Detailed component design


For handling multiple request we can do scaling like adding more servers, increasing RAM size.

Tech Stacks: Java, Dropwizard, Maria DB, Aerospike, Caffeine, Singleton, Indexing.




Trade offs/Tech choices

The system is expected to store ~2.78 GB of data over 1 year, which is very manageable for any modern relational database (like PostgreSQL or MySQL).

Strong Consistency:

RDBs follow ACID (Atomicity, Consistency, Isolation, Durability) principles, ensuring that:

  • Each reservation is either fully saved or not at all.
  • No user gets a double-booked spot.
  • Data is reliable and accurate, which is critical when users are trusting the system with reservations.

Structured Schema:

Parking reservations have clearly defined relationships:

  • Users → Reservations
  • Reservations → Parking lots and time slots
  • An RDB is ideal for modeling and querying this structured, relational data efficiently.

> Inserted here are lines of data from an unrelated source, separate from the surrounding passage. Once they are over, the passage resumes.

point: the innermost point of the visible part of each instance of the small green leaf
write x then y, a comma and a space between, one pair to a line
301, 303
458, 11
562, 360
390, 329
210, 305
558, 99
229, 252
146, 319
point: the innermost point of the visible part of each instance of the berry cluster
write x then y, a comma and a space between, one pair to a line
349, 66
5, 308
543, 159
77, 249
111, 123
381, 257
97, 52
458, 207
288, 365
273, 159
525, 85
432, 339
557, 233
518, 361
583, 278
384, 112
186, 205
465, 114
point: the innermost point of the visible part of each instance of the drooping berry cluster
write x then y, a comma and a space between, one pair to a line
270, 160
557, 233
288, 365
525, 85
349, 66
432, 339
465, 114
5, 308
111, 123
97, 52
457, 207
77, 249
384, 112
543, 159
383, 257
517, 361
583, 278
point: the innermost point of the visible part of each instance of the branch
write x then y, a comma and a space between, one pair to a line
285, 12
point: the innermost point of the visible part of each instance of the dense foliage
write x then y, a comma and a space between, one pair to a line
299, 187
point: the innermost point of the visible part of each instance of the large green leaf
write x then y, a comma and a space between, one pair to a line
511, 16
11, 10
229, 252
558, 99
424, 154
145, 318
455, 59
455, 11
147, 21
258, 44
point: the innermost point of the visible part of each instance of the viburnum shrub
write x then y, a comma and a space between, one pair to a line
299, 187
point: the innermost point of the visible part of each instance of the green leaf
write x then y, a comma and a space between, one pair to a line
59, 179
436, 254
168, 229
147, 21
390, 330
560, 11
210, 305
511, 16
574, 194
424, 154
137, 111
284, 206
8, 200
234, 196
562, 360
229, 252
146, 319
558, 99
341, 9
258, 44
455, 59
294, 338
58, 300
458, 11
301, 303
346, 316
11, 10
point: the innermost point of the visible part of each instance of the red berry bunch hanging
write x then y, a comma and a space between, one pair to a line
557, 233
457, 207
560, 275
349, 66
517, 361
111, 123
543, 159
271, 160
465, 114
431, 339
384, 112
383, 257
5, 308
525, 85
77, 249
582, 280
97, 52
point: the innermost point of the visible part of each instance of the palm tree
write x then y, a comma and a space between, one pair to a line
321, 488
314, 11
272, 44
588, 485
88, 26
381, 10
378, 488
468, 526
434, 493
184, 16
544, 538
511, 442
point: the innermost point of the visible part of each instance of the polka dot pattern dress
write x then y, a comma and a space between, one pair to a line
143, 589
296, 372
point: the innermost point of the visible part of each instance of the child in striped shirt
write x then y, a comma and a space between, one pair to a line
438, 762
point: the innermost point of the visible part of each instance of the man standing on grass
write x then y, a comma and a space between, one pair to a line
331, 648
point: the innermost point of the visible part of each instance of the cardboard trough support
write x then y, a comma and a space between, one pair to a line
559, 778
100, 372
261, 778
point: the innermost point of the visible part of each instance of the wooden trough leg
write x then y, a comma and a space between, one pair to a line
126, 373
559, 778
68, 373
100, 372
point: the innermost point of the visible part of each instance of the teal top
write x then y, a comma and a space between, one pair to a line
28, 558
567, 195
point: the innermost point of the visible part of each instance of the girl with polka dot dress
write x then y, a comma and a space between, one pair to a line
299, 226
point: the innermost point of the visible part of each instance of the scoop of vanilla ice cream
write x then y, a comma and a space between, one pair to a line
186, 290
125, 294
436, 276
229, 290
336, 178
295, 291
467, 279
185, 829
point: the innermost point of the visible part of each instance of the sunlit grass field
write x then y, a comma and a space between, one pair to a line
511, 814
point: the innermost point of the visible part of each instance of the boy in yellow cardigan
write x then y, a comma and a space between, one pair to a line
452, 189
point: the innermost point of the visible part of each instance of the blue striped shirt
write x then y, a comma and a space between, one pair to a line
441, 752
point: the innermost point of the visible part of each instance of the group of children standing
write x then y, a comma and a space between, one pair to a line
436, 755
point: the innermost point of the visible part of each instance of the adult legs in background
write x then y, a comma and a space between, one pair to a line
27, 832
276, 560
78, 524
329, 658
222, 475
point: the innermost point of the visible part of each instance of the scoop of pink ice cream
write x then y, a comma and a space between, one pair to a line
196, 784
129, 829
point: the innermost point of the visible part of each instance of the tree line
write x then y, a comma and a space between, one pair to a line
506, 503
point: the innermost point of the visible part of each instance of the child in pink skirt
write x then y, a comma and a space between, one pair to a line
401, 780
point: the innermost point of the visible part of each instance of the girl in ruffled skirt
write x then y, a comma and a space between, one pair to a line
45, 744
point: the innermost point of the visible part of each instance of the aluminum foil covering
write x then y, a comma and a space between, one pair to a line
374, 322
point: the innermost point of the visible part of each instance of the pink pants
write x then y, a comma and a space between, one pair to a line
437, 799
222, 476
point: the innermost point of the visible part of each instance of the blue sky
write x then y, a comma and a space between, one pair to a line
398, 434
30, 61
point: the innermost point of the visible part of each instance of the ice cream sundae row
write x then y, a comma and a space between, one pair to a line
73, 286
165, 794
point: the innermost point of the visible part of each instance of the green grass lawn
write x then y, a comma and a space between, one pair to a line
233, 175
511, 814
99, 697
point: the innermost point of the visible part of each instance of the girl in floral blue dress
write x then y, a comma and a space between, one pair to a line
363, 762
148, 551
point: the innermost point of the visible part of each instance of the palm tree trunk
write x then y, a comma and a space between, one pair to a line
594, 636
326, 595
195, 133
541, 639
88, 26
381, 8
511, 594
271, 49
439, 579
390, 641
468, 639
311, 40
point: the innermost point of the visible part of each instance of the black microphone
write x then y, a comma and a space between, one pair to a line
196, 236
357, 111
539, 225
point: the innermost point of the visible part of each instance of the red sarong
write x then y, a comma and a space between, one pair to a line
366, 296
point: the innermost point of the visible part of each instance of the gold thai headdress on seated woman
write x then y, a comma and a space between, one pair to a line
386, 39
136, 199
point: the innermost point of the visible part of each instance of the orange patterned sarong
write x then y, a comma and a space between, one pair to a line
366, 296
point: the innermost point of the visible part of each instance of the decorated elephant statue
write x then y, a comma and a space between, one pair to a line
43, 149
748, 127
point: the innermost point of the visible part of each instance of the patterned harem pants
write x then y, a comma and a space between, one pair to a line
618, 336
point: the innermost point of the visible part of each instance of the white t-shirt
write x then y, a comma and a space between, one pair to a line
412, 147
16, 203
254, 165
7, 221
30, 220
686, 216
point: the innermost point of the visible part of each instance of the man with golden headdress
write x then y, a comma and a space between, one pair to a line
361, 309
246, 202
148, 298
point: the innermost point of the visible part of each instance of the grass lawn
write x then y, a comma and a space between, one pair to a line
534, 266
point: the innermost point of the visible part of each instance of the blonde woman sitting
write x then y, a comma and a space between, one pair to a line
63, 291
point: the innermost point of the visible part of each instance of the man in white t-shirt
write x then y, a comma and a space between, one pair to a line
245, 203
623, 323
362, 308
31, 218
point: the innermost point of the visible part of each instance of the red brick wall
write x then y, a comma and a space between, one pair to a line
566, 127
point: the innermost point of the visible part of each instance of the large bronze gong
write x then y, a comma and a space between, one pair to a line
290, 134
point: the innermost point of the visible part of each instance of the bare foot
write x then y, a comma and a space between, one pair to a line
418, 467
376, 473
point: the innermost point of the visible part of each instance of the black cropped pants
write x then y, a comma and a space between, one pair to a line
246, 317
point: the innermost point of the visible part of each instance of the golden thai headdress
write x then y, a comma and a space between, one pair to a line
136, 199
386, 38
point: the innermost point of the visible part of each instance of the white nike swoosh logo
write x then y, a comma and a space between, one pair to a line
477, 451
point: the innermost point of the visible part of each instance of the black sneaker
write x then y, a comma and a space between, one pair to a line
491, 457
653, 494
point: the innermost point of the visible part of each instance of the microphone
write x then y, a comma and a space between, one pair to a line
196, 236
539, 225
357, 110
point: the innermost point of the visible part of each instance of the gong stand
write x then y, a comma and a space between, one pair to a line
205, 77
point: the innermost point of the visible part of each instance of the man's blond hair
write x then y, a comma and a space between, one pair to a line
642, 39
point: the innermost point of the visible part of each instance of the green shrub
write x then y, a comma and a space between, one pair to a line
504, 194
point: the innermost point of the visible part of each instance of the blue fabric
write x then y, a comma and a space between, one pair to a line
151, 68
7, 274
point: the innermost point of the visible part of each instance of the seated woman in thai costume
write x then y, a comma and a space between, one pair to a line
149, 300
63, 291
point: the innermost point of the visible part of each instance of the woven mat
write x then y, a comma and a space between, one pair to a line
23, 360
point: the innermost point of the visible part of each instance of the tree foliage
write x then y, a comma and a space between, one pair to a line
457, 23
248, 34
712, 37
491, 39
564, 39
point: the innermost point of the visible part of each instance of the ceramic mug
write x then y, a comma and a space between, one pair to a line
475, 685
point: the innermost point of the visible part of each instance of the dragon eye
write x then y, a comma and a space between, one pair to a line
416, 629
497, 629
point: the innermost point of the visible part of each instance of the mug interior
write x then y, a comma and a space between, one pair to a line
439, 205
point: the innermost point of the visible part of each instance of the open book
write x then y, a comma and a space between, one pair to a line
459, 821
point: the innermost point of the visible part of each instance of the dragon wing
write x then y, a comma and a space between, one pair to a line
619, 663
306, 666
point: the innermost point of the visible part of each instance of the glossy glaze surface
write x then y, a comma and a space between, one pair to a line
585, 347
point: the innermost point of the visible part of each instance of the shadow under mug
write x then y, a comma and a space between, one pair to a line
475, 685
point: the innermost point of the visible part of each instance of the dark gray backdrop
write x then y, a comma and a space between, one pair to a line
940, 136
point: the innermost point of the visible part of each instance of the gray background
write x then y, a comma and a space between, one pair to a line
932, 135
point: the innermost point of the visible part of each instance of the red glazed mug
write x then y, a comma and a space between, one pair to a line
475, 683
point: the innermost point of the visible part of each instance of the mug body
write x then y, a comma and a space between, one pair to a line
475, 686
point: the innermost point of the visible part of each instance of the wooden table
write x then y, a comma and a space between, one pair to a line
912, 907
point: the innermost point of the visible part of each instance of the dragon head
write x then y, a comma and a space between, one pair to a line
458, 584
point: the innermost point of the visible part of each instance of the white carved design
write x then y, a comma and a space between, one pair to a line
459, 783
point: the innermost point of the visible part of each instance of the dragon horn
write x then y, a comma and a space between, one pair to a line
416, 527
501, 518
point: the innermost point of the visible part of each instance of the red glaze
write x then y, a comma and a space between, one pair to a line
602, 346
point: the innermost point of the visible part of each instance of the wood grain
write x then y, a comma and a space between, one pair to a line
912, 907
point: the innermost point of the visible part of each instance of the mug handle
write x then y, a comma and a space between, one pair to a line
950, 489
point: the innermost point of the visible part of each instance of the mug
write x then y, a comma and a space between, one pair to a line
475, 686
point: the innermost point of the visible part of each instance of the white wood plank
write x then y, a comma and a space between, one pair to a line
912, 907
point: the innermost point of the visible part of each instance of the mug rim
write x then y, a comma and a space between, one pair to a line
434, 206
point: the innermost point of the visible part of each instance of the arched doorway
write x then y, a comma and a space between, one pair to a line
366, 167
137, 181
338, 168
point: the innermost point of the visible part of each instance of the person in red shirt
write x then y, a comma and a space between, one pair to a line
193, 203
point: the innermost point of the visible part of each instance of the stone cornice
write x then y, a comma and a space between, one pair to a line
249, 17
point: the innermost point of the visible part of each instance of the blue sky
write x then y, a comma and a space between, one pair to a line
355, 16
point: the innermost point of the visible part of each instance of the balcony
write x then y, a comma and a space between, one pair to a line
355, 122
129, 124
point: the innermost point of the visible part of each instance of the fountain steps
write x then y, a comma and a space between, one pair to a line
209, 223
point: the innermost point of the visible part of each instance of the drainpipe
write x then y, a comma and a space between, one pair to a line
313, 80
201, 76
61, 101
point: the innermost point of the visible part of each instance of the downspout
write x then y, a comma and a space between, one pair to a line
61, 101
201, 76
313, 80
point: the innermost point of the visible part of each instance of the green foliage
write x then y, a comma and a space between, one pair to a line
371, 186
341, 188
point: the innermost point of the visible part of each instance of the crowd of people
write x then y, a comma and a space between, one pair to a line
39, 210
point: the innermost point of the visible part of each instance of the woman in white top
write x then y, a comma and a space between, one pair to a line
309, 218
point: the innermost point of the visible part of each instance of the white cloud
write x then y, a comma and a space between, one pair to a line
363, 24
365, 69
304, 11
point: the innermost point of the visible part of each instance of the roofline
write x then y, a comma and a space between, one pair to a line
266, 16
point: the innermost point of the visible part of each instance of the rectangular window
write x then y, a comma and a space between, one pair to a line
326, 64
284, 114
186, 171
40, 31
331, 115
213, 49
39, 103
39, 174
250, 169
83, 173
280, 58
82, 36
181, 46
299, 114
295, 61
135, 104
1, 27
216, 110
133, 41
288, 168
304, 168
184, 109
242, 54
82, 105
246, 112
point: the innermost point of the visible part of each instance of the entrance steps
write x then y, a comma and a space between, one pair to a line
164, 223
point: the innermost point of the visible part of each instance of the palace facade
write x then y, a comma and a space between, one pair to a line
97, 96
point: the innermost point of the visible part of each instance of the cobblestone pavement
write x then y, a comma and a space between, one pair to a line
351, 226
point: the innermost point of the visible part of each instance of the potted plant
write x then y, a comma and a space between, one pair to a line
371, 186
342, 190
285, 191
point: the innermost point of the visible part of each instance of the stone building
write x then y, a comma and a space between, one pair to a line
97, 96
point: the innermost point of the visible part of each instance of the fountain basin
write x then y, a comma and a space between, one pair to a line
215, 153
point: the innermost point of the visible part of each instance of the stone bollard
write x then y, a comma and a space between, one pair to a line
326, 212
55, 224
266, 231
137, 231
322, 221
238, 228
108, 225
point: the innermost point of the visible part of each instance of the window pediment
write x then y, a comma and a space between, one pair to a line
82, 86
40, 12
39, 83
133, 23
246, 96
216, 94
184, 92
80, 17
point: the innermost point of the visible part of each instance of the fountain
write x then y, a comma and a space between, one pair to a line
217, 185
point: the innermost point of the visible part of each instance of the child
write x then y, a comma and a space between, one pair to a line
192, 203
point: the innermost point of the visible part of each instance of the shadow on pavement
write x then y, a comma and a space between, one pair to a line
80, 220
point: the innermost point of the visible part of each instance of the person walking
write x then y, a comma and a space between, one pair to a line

Why Not NoSQL (e.g., MongoDB)?

  • NoSQL databases like MongoDB excel at:
    • Handling very large-scale, unstructured, or semi-structured data
    • Horizontal scalability (adding more machines to handle more data)
  • But in this case:
    • The system does not need massive horizontal scaling — traffic and data volume are predictable and moderate.
    • NoSQL databases typically sacrifice strong consistency for performance or scalability (CAP theorem). This increases the risk of eventual inconsistencies like double bookings or outdated reservation states, which are unacceptable for this use case.





Failure scenarios/bottlenecks



  1. Description: This can occur due to hardware failures, software bugs, or external service outages.

Prevention:

    1. Implement redundant servers and services to ensure the system can handle failures gracefully.
    2. Use monitoring tools to detect issues early, coupled with alerting systems for quick response.
    3. Schedule regular patching, updates, and system health checks.



2. Description: The system could struggle under heavy traffic like in case of concerts, cricket matches, leading to slow performance or downtime.

This would put a burden on the reservation work flow (reserve_spot(), pay()). Transaction Server would be fine, as the number of requests to Transaction Server would be limited by the physical limitation of the parking lots (i.e. how many spots they have).


To prepare for such an event, all the software components must be replicated horizontally to have enough capacity. Rate Limits have to be configured to smooth out extreme level of traffic.


The database tables must be replicated in multiple ways (e.g. a copy within data center, a copy in another data center, a copy in a different region) for fault tolerance and disaster recovery.

  • Prevention:
    • Load Balancing: Use load balancers to distribute traffic among multiple servers, preventing any one server from becoming a bottleneck.

Backup and Data Recovery:

  • Description: Loss of data due to system crashes, database corruption, or cyber-attacks.
  • Strategies:
    • Regular Backups: Schedule frequent backups of databases and critical system state to prevent data loss.
  • Geographic Redundancy: Store backups in multiple locations or data centers to safeguard against regional failures.
  • Automated Recovery: Implement automated recovery procedures to restore service quickly in case of failure.









Future improvements

  • Load Balancer: Distributes incoming traffic across multiple servers, enhancing load management.
  • Auto-Scaling Group: Automatically adjusts the number of active servers based on traffic conditions.
  • Cache (Redis): Reduces database load and improves response times by caching frequent queries.
  • Backup Service: Regularly creates backups of crucial data, stored in geographically redundant locations.
  • Monitoring & Alerts: Actively monitors server health and performance metrics, triggering alerts on anomalies.
  • Optimizations and availability improvement based on geographic locations would be a good area to invest further. For example, using Global Load Balancer so that clients get routed to the closest data center. Replicating databases between different geographic locations as a back up mechanism in case of a regional disaster.